FAMILY MEDICINE® COLUMN

By Martha A. Simpson, D.O., M.B.A.
Assistant Professor of Family Medicine
Ohio University College of Osteopathic Medicine

SOLVING ENGLISH PUZZLE FIRST KEY TO READER'S DIZZINESS PROBLEM

Question: About two months ago I started getting real dizzy at bedtime and in the morning. If I try to get up during the night or in the morning, I fall back on the bed. I’m then okay all day, but at bedtime it’s back again. It went away for two weeks and now is back. I have no other symptoms -- no ringing in the ear, no problems with my eyes and no heart problems. It’s just the dizziness. What could be causing this problem?

Answer: Before I answer your specific question, I need to give you some background on dizziness. The first issue to look at is more a matter of English usage than strictly a medical question. The common term “dizziness” often means different things to different people -- including doctors. One of the first challenges in evaluating someone who says they are feeling “dizzy” is to determine exactly what they mean by this term.

Some people use “dizzy” to mean a lightheaded or unsteady feeling, but others use it to describe the sensation that the room is spinning. Physicians tend to use “vertigo” to denote the spinning-room feeling.

Dizziness is not a disease in itself, but can be a symptom of many different disorders. Generally, very mild dizziness or light-headedness is not a significant medical problem. It can be caused by getting blood drawn, by pain or by standing up too quickly after lying down. Many times, the cause of a mild temporary spell of dizziness is never found. Stress and fatigue also cause the light-headed type of dizziness.

The inner ear is the “balance center” for the body, and frequently disease in that organ system can be responsible for dizziness. When the ear is the problem, the dizziness is usually of the “vertigo type.” This type of dizziness is more severe, lasts longer and can be associated with nausea and vomiting. Commonly a change of head position will make the vertigo form of dizziness worse.

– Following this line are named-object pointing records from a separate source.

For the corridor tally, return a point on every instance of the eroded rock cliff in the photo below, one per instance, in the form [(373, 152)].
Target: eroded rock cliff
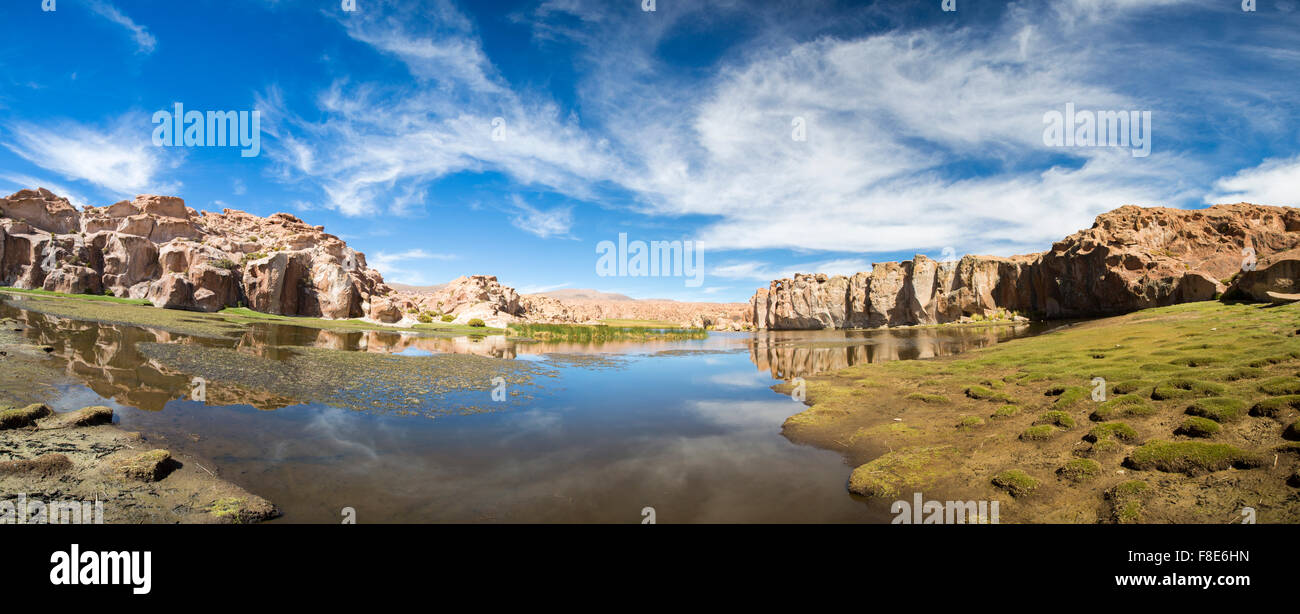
[(157, 249), (1132, 258)]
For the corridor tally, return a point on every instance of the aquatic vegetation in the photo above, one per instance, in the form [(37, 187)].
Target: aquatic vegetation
[(970, 422), (22, 416), (594, 333), (1079, 470), (888, 475), (1190, 457), (1015, 483)]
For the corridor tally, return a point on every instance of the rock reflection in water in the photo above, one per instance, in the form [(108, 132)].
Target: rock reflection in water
[(787, 354)]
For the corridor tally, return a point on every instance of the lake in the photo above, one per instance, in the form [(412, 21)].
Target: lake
[(408, 429)]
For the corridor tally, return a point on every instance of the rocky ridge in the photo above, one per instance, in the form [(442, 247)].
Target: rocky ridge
[(1132, 258), (157, 249)]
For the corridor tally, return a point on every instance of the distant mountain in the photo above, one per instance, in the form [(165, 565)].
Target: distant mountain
[(403, 288), (583, 294)]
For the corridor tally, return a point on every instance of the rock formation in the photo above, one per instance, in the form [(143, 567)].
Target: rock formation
[(157, 249), (1132, 258), (479, 297)]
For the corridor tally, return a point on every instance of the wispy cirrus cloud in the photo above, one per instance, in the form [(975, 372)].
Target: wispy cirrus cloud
[(144, 42), (120, 159), (1272, 182)]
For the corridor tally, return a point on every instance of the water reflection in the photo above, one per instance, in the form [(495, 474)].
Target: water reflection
[(689, 427)]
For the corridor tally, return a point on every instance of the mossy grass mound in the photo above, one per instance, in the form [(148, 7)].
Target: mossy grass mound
[(1292, 432), (1112, 431), (1125, 405), (1238, 373), (1281, 385), (1056, 418), (970, 422), (1126, 501), (888, 475), (1015, 483), (1199, 427), (983, 393), (1067, 396), (1134, 387), (928, 398), (1175, 388), (1218, 409), (1006, 411), (1040, 432), (22, 416), (1079, 470), (1190, 457), (1197, 360), (1275, 406)]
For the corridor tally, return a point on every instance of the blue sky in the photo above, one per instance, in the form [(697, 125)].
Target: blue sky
[(923, 128)]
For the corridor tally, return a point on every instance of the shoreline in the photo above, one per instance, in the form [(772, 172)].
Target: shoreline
[(81, 467), (1195, 394)]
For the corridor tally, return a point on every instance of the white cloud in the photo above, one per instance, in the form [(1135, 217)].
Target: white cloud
[(27, 182), (144, 42), (1272, 182), (120, 159), (545, 224), (390, 264), (541, 289)]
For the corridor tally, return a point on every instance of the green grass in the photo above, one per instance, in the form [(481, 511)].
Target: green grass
[(1112, 431), (1017, 483), (1281, 385), (589, 333), (1275, 406), (1125, 405), (102, 298), (1191, 457), (970, 422), (1218, 409), (246, 315), (1197, 427), (1178, 388), (1006, 411), (1040, 432), (641, 323), (1056, 418), (928, 398), (983, 393), (1079, 470)]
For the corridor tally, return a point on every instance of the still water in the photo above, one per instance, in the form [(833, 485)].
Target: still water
[(689, 428)]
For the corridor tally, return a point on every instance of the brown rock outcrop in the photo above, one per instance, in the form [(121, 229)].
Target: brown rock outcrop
[(1274, 279), (156, 247), (1131, 258)]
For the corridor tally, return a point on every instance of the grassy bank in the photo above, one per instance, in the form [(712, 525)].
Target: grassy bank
[(589, 333), (142, 314), (1178, 414)]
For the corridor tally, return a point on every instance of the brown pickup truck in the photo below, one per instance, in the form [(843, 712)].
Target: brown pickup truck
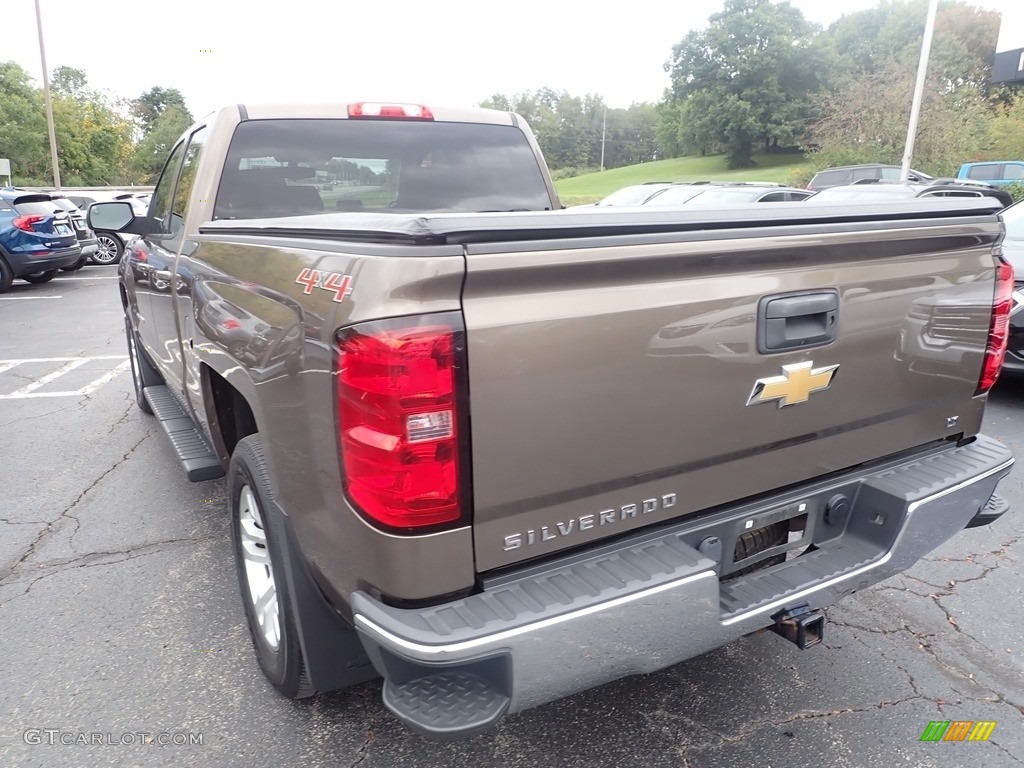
[(498, 452)]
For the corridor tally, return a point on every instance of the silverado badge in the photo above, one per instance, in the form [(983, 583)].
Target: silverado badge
[(795, 385)]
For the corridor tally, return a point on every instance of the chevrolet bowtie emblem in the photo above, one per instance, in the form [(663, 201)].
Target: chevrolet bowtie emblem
[(795, 385)]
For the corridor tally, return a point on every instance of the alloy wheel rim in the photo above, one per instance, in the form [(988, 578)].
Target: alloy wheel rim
[(108, 250)]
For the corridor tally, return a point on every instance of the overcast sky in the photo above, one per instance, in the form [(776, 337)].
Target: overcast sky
[(453, 52)]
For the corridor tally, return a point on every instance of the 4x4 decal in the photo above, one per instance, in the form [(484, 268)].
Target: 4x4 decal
[(340, 285)]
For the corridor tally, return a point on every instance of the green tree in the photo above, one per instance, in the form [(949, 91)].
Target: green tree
[(156, 145), (93, 139), (148, 108), (864, 120), (568, 128), (23, 126), (748, 79), (67, 81)]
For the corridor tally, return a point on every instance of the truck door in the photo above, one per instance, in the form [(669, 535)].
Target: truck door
[(150, 261)]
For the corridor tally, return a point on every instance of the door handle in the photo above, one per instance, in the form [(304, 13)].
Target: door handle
[(799, 321)]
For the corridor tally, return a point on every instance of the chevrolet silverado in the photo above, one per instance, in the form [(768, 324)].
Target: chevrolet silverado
[(498, 452)]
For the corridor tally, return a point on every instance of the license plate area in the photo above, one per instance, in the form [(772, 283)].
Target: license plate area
[(807, 522), (794, 520)]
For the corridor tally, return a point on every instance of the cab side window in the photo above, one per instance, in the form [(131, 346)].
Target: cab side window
[(182, 193)]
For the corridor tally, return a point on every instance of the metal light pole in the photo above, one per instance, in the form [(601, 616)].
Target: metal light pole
[(919, 89), (49, 103)]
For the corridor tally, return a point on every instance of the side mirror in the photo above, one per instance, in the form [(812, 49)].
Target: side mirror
[(118, 216)]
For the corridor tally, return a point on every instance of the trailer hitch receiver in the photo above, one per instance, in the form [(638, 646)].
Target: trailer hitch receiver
[(800, 625)]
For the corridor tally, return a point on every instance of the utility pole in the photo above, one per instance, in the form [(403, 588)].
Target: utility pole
[(49, 102), (919, 89)]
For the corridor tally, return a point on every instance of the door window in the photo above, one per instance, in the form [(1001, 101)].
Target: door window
[(160, 208), (182, 193)]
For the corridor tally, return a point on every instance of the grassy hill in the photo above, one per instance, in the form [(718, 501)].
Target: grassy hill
[(593, 186)]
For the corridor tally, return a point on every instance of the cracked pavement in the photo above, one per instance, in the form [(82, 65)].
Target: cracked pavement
[(119, 613)]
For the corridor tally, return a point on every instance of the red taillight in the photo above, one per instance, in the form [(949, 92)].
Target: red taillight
[(374, 110), (25, 222), (998, 331), (398, 420)]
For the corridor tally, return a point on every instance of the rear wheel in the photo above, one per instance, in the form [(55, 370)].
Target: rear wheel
[(143, 373), (259, 564), (41, 276), (110, 249)]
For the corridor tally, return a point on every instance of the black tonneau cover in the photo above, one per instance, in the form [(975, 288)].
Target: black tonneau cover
[(437, 228)]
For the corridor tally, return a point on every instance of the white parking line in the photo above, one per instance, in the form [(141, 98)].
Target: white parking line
[(103, 379), (71, 364), (65, 369)]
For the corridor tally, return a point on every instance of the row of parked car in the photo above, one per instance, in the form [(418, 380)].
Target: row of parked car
[(42, 233), (853, 182)]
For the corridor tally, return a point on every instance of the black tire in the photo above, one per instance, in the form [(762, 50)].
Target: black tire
[(6, 275), (110, 251), (143, 373), (38, 278), (76, 266), (258, 561)]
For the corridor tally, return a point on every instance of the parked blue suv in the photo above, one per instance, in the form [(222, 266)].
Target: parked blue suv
[(36, 238)]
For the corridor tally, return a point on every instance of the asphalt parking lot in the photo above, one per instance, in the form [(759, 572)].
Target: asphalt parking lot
[(123, 640)]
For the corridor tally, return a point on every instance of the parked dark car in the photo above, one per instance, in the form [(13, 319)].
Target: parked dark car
[(112, 245), (86, 238), (744, 190), (907, 190), (851, 174), (37, 238), (999, 172)]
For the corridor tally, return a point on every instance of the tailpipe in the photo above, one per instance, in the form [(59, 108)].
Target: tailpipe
[(801, 625)]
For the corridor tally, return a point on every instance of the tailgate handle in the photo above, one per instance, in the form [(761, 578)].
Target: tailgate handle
[(797, 321)]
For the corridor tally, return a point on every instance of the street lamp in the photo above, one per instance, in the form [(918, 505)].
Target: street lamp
[(919, 89), (49, 103)]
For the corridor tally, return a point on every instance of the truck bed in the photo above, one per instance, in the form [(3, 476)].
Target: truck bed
[(614, 358)]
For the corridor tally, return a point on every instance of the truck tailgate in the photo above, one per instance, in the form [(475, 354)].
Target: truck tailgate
[(627, 380)]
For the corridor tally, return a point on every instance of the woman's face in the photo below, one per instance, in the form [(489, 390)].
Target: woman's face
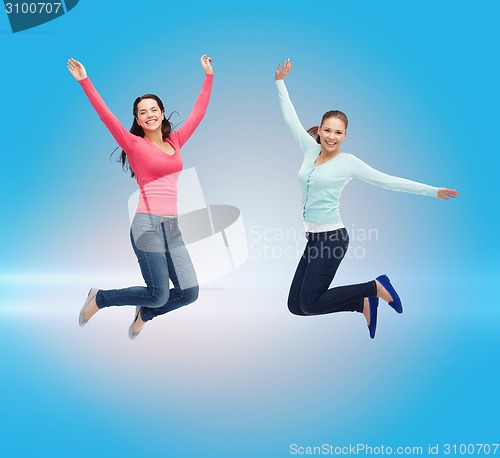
[(331, 135), (149, 115)]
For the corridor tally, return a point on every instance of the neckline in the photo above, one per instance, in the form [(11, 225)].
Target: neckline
[(160, 150), (326, 162)]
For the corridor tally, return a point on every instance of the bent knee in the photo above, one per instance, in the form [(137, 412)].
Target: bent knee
[(190, 295), (308, 308), (294, 308), (158, 298)]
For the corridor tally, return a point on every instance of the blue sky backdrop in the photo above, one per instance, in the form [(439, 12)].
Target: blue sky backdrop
[(235, 374)]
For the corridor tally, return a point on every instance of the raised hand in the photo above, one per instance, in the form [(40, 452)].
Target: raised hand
[(446, 194), (76, 69), (205, 63), (282, 72)]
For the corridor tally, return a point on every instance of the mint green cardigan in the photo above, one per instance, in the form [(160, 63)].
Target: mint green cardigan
[(321, 186)]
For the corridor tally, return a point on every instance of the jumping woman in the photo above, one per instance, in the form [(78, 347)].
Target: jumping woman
[(324, 173), (152, 151)]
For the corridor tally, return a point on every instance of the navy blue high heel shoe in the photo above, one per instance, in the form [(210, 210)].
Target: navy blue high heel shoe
[(373, 303), (396, 301)]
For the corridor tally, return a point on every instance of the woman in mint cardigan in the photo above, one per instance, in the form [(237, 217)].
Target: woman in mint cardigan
[(324, 173)]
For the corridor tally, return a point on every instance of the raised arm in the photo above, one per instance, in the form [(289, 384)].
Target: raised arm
[(122, 136), (200, 106), (366, 173), (300, 135)]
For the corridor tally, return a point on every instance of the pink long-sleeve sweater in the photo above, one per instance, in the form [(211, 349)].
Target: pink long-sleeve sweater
[(156, 172)]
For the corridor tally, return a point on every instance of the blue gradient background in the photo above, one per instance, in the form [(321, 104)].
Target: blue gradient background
[(235, 375)]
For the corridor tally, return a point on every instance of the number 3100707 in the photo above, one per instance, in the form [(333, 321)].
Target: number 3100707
[(33, 8)]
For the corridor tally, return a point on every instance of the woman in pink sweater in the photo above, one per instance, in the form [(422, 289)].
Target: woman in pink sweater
[(152, 151)]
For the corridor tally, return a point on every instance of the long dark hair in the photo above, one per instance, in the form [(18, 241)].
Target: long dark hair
[(313, 131), (136, 129)]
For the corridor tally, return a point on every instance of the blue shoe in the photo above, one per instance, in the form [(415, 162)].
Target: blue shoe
[(396, 301), (131, 334), (373, 303), (82, 321)]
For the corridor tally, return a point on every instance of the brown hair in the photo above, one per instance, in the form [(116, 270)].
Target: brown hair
[(313, 131)]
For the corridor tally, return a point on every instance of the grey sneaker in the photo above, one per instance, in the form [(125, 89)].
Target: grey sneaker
[(82, 321), (131, 334)]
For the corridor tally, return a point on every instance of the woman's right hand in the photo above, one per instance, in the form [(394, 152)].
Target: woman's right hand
[(76, 69), (282, 72)]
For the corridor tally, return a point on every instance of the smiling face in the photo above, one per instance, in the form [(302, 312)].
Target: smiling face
[(331, 135), (149, 115)]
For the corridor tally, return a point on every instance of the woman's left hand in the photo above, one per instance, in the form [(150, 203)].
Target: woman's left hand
[(205, 63), (445, 193)]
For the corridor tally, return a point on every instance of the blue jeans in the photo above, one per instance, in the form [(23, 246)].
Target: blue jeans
[(309, 293), (161, 253)]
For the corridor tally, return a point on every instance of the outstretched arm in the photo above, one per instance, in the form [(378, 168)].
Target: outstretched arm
[(200, 106), (446, 193), (300, 135), (122, 136), (369, 174)]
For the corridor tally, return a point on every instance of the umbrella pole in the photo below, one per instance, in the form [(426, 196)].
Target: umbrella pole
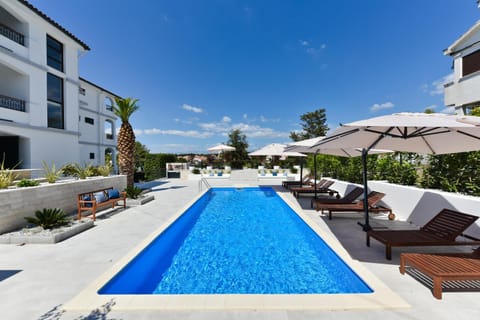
[(315, 172), (301, 172), (366, 226)]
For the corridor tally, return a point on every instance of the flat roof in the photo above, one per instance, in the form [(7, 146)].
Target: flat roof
[(54, 23)]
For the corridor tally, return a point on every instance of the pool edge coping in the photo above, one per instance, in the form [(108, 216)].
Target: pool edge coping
[(382, 297)]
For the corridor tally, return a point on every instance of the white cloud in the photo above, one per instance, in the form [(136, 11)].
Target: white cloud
[(254, 131), (192, 108), (436, 88), (381, 106), (304, 43)]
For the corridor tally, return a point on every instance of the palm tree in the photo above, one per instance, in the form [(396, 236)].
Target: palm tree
[(126, 137)]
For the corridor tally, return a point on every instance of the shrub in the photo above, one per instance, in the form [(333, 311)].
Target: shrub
[(27, 183), (104, 170), (49, 218), (76, 170), (51, 173), (133, 192)]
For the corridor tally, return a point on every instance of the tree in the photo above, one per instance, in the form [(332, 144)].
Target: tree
[(123, 109), (140, 154), (313, 125), (239, 141)]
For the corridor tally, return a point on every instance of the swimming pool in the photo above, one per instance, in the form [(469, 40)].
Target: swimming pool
[(237, 241), (89, 298)]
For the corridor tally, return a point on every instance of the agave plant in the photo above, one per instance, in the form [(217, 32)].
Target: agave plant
[(76, 170), (49, 218), (27, 183), (133, 192), (51, 173)]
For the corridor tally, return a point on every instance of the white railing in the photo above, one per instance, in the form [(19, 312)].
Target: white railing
[(203, 182)]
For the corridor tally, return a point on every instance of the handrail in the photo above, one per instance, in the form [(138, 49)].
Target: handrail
[(203, 182)]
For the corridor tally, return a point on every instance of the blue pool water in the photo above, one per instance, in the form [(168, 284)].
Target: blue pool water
[(245, 241)]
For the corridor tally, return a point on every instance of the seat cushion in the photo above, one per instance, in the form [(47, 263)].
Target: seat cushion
[(113, 194), (100, 197)]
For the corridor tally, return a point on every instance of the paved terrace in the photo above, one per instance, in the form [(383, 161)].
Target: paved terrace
[(36, 280)]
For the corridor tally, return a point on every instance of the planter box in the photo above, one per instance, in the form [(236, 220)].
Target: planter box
[(18, 203), (140, 201), (40, 236)]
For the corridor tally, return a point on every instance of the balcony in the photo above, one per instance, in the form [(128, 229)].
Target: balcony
[(12, 34), (12, 103)]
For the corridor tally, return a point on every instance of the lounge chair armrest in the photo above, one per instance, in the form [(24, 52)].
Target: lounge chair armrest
[(469, 237)]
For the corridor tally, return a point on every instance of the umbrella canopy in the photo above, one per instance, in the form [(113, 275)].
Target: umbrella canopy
[(408, 132), (307, 146), (221, 148), (275, 149)]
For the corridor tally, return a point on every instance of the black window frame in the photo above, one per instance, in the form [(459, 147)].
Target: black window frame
[(55, 46), (57, 103)]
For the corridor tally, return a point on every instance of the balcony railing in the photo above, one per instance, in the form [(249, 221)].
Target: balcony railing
[(12, 34), (12, 103)]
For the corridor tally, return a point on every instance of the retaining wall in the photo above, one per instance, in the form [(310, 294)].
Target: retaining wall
[(15, 204)]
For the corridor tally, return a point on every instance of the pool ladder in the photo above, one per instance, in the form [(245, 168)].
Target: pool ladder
[(203, 183)]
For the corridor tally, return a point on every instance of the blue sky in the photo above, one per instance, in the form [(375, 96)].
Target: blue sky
[(202, 68)]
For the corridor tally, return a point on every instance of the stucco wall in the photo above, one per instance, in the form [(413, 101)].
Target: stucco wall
[(22, 202)]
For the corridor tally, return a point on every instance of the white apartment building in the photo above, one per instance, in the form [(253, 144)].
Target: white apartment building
[(47, 111), (463, 92)]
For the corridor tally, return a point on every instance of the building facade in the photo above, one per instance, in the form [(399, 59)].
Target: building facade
[(47, 111), (463, 92)]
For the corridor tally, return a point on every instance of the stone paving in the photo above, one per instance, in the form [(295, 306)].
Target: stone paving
[(37, 279)]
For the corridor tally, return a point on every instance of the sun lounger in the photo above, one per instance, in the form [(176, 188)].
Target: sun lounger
[(349, 197), (373, 198), (322, 187), (441, 230), (444, 267), (305, 181)]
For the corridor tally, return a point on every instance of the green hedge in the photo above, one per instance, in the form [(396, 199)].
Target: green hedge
[(155, 165)]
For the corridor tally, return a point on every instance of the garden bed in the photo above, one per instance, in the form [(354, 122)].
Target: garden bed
[(42, 236)]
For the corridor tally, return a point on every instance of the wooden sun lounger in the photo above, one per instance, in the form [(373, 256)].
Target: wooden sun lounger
[(350, 197), (373, 198), (441, 230), (443, 267), (321, 188)]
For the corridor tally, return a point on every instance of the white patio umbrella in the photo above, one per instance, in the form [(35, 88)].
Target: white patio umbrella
[(408, 132), (275, 149), (221, 148), (307, 146)]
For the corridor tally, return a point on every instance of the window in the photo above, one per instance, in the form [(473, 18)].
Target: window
[(108, 104), (55, 101), (109, 129), (54, 53), (471, 63)]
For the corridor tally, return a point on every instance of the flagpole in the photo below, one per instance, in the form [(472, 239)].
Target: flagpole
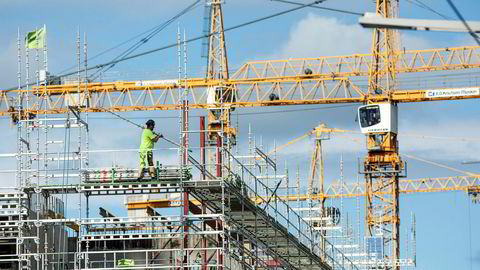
[(45, 50)]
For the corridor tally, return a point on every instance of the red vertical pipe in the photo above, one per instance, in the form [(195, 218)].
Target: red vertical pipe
[(219, 157), (202, 145), (185, 132), (185, 227), (204, 240)]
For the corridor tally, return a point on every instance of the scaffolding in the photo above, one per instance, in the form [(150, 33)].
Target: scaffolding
[(230, 217)]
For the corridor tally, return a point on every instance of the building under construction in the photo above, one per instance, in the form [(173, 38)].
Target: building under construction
[(217, 206)]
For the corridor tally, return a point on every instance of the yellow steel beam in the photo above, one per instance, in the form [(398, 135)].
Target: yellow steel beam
[(351, 190), (329, 80)]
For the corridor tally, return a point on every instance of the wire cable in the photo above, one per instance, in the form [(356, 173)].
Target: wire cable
[(420, 4), (144, 40), (459, 15), (118, 45), (175, 44), (324, 8)]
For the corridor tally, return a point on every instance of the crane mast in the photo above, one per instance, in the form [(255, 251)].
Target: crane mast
[(382, 164), (217, 69)]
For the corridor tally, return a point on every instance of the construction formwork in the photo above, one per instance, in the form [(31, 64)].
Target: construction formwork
[(228, 229), (237, 222)]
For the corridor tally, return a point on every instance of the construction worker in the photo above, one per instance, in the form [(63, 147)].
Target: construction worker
[(146, 147)]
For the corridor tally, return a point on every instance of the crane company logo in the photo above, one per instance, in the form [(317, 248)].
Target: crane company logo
[(452, 92), (157, 82)]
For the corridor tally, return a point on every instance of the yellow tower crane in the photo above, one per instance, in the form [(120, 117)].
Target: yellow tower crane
[(328, 80)]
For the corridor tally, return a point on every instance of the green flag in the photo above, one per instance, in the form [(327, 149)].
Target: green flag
[(35, 39)]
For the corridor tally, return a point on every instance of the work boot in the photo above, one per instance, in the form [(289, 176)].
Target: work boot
[(152, 172), (141, 174)]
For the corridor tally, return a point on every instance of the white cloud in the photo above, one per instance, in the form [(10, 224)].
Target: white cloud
[(315, 36)]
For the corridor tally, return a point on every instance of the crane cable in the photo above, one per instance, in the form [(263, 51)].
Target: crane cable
[(175, 44), (142, 127), (440, 165), (144, 40)]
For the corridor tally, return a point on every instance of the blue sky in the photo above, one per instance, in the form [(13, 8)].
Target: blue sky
[(442, 218)]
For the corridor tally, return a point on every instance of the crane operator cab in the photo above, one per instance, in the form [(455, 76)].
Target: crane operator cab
[(378, 120)]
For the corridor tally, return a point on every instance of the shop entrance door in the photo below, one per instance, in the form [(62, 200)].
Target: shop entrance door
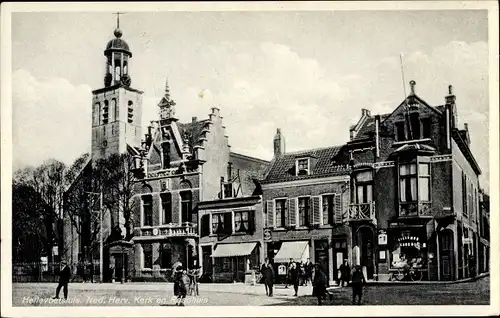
[(365, 241), (321, 256), (446, 254)]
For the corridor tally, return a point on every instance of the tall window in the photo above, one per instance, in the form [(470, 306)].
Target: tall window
[(424, 182), (147, 210), (241, 221), (165, 155), (166, 207), (281, 211), (364, 187), (147, 255), (165, 256), (328, 209), (302, 167), (105, 111), (186, 205), (304, 210), (400, 131), (408, 182)]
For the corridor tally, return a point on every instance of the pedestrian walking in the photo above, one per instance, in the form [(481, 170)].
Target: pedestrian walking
[(319, 284), (308, 268), (294, 277), (345, 274), (181, 285), (358, 280), (267, 272), (64, 277)]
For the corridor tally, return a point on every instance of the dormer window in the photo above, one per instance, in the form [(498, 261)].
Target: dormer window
[(303, 167), (228, 190)]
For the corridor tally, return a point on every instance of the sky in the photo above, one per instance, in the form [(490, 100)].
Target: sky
[(307, 72)]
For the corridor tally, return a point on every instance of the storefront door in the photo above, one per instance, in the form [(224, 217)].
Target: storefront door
[(321, 256), (446, 254)]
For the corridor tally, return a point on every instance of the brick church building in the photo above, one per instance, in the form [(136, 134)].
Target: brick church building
[(176, 166)]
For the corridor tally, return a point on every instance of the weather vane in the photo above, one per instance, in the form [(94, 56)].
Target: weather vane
[(118, 18)]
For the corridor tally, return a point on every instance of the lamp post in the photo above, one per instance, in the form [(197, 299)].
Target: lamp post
[(101, 242)]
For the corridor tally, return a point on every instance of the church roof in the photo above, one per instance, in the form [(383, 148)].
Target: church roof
[(283, 167)]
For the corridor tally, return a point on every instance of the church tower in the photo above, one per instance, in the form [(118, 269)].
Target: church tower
[(117, 107)]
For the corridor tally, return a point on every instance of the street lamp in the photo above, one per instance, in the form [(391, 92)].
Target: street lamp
[(101, 242)]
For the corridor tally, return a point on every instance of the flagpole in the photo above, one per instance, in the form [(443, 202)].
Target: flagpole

Vertigo can also be a symptom of trauma to the ear from an accident or injury, bacterial infection in the ear or sinuses, or tumors in the ear. An inner-ear condition called Menière’s disease often produces not only vertigo but also hearing loss.

Another cause of vertigo is an underlying, or systemic, disease. Common examples include atrial fibrillation, stroke, tumor, anemia or slow heart rate due to heart block. Finally, some medications can cause severe vertigo.

So, as you can see, there are many possible causes of the dizziness that you are experiencing. It’s not possible for me to assess the exact nature of your dizziness from what you say in your e-mail. If, by the time you read this column, your symptoms have gone away, there’s probably no reason to seek medical attention. Perhaps, your problem was nothing more than an on-again, off-again dizzy spells due to psychological stress, transient pain or a minimal injury. However, if your episodes of dizziness are becoming more severe, you should see your family physician for an evaluation. Severe dizziness can be a sign of a serious medical condition.

Your physician will probably take a complete medical history, give you a physical exam and request blood tests and imaging (X-rays or CT scans) to arrive at a diagnosis. If your dizziness is due to a problem in the ears, it can probably be treated easily with rest and medication. If the cause turns out to be something more systemic, then it will be necessary to treat whatever underlying disease is causing your symptoms.

Family Medicine® is a weekly column. To submit questions, write to Martha A. Simpson, D.O., M.B.A., Ohio University College of Osteopathic Medicine, P.O. Box 110, Athens, Ohio 45701. Past columns are available online at http://www.FamilyMedicineNews.org.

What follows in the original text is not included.